Dolores – the whole county was on first name terms, because she was the local millionaire long before the other Dolores – had a mansion and security people and, it was rumoured, a swimming pool and a recording studio. We were overwhelmed with the glamour of her and the cheek of her too, getting married in a net curtain and not giving a damn.

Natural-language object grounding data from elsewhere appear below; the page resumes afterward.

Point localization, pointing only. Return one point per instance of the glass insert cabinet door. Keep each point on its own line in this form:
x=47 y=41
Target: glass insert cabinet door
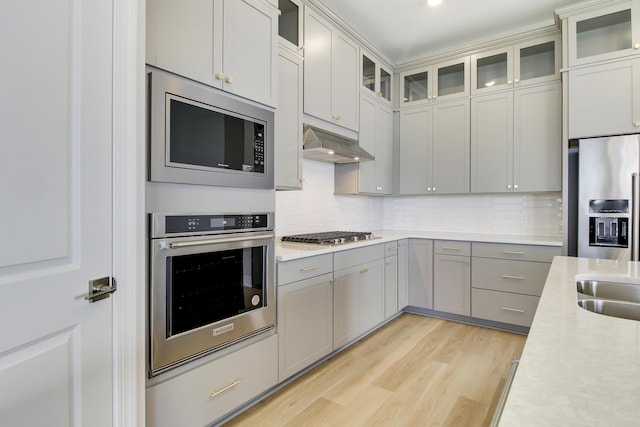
x=438 y=82
x=290 y=22
x=607 y=33
x=375 y=78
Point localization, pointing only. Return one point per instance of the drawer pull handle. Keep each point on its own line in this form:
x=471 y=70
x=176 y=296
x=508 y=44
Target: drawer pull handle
x=222 y=390
x=515 y=310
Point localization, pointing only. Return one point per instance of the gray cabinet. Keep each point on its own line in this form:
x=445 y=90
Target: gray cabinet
x=507 y=281
x=434 y=148
x=288 y=130
x=525 y=63
x=420 y=266
x=376 y=136
x=359 y=292
x=452 y=277
x=206 y=393
x=206 y=40
x=331 y=73
x=376 y=78
x=601 y=31
x=305 y=312
x=391 y=279
x=403 y=273
x=439 y=82
x=604 y=99
x=516 y=140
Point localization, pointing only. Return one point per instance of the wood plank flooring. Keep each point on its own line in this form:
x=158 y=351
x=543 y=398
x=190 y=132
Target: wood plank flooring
x=414 y=371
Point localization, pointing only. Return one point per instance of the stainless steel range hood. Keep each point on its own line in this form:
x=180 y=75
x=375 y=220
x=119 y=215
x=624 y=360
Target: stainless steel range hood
x=329 y=147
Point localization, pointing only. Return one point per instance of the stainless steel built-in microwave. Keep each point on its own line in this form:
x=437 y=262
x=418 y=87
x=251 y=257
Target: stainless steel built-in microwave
x=200 y=135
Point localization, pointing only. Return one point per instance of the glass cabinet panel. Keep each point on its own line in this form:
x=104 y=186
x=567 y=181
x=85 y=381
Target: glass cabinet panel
x=368 y=73
x=385 y=84
x=492 y=71
x=538 y=61
x=288 y=22
x=603 y=34
x=416 y=86
x=451 y=79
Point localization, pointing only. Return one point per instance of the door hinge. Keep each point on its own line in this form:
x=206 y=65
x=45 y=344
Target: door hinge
x=100 y=289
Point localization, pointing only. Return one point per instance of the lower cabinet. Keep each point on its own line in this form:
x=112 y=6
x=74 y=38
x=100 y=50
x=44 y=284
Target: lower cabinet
x=305 y=323
x=305 y=312
x=391 y=280
x=507 y=281
x=420 y=266
x=452 y=277
x=358 y=292
x=204 y=394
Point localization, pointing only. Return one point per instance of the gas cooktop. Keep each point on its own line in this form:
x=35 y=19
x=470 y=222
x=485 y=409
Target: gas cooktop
x=329 y=237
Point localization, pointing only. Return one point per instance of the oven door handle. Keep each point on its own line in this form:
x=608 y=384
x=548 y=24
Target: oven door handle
x=192 y=243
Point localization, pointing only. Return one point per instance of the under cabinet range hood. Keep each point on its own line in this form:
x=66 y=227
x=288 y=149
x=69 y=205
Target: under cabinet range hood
x=325 y=146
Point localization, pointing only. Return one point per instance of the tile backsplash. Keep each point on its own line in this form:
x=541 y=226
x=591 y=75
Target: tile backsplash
x=316 y=208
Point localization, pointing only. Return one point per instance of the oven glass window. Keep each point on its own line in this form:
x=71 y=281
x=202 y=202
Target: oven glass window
x=208 y=287
x=208 y=138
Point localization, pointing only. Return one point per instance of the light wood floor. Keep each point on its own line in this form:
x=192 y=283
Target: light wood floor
x=414 y=371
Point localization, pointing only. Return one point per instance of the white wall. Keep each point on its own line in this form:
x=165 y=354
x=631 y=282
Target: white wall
x=316 y=209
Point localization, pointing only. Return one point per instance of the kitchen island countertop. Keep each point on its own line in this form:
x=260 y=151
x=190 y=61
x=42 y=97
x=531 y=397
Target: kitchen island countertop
x=577 y=368
x=286 y=251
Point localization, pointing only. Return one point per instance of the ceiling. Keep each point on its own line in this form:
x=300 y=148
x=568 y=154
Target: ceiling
x=404 y=30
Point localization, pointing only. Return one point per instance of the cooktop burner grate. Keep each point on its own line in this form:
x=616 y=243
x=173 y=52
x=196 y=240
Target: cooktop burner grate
x=329 y=237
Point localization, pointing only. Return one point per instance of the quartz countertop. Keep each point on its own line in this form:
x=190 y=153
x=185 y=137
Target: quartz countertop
x=286 y=251
x=577 y=368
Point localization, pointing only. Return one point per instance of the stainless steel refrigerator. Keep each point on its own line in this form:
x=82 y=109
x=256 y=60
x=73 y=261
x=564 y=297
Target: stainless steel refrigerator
x=608 y=197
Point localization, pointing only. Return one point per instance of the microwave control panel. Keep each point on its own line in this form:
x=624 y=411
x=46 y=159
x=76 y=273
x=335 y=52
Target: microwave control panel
x=163 y=225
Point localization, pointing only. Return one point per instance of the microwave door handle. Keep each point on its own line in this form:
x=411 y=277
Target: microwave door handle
x=192 y=243
x=635 y=220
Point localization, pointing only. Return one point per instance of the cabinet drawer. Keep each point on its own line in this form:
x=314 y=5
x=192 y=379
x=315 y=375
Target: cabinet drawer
x=521 y=277
x=452 y=247
x=186 y=400
x=503 y=307
x=304 y=268
x=517 y=252
x=357 y=256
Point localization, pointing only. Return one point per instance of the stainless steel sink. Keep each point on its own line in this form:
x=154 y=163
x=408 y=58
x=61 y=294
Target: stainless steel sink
x=622 y=309
x=619 y=291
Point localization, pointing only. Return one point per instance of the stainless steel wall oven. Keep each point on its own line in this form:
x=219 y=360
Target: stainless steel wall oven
x=212 y=284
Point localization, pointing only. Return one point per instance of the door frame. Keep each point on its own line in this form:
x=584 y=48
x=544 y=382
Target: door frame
x=128 y=212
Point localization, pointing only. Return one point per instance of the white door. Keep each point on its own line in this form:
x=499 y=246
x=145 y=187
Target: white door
x=56 y=361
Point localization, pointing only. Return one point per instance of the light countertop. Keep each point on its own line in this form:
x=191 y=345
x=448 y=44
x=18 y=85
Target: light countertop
x=286 y=251
x=578 y=368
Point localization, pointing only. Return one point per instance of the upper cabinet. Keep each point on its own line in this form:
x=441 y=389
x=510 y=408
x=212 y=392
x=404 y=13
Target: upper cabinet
x=207 y=41
x=601 y=30
x=525 y=63
x=290 y=24
x=331 y=77
x=376 y=77
x=441 y=82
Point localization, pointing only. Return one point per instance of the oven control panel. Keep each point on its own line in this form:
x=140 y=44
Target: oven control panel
x=180 y=224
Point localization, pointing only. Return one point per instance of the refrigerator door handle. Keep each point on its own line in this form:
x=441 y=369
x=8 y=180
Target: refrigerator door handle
x=635 y=229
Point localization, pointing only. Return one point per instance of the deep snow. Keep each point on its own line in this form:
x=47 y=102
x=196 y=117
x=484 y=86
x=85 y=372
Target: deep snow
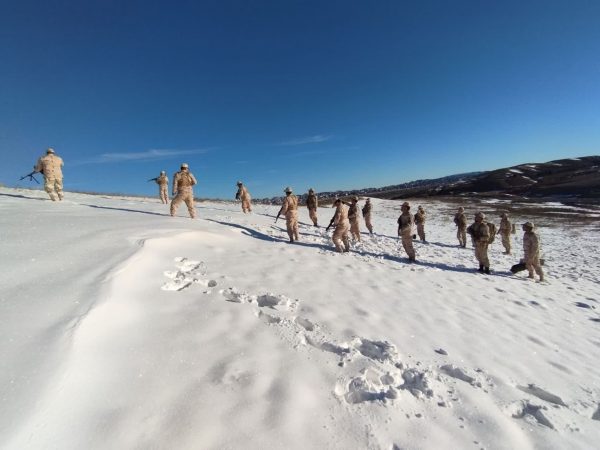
x=126 y=328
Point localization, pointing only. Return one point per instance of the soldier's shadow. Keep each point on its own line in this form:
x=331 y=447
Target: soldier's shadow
x=126 y=210
x=26 y=197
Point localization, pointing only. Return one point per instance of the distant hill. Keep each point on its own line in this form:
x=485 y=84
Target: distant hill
x=576 y=179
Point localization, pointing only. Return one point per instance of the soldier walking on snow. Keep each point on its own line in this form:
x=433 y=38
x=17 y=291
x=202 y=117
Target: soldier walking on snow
x=290 y=210
x=340 y=237
x=480 y=233
x=50 y=166
x=405 y=231
x=163 y=187
x=367 y=215
x=312 y=203
x=183 y=181
x=531 y=248
x=420 y=222
x=353 y=218
x=504 y=232
x=461 y=223
x=243 y=195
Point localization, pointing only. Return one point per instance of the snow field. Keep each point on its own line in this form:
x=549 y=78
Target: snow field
x=216 y=333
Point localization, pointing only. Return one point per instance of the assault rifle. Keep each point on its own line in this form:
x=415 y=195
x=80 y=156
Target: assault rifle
x=30 y=176
x=330 y=223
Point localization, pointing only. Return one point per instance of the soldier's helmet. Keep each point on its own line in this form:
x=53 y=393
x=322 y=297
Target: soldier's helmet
x=528 y=226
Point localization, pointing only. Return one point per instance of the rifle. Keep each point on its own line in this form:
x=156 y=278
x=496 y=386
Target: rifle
x=330 y=223
x=30 y=176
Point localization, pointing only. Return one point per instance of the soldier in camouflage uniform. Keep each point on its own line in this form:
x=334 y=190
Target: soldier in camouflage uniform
x=367 y=209
x=51 y=166
x=420 y=222
x=290 y=210
x=312 y=203
x=504 y=232
x=405 y=231
x=353 y=217
x=183 y=181
x=531 y=248
x=243 y=195
x=460 y=221
x=340 y=236
x=163 y=187
x=480 y=233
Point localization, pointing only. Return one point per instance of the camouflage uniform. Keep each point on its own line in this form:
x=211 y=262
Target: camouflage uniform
x=183 y=191
x=290 y=209
x=51 y=167
x=243 y=195
x=461 y=223
x=531 y=248
x=353 y=217
x=405 y=231
x=367 y=215
x=163 y=187
x=340 y=237
x=420 y=222
x=480 y=233
x=312 y=203
x=504 y=232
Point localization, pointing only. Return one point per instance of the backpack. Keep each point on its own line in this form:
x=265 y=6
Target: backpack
x=492 y=229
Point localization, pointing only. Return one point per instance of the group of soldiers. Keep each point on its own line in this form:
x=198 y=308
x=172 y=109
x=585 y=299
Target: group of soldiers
x=345 y=220
x=483 y=233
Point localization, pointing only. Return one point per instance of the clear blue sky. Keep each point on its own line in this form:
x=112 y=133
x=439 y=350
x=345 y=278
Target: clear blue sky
x=328 y=94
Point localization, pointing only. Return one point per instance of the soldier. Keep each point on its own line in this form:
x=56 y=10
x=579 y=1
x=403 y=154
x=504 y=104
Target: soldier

It was all so rock and roll and it was just what we expected from our own bona fide rockstar.
You wouldn’t dare put the Cranberries in the same box as Riverdance, but it was all part of a proud cultural reclamation of Irishness – new and different types of Irishness to add to the tired old stereotypes of West of Ireland sean nós and bearded Dublin folksters.
That Limerick accent and her incredible ability to express the world of pain in a few syllables are a staple of radio playlists from Bilbao to Boston and every time I have heard the Cranberries played abroad I have been jolted back home by the ferocious pride I feel.
Dolores O’Riordan, the shy girl who couldn’t look at the audience at the beginning of her career, was everything we could be but would never dare. Her work was a showcase of and a balm for open wounds. Linger was the soundtrack to teenage heartbreak and Zombie was the rage song to get us back on track.
Dolores O’Riordan was the real deal. May she rest in peace.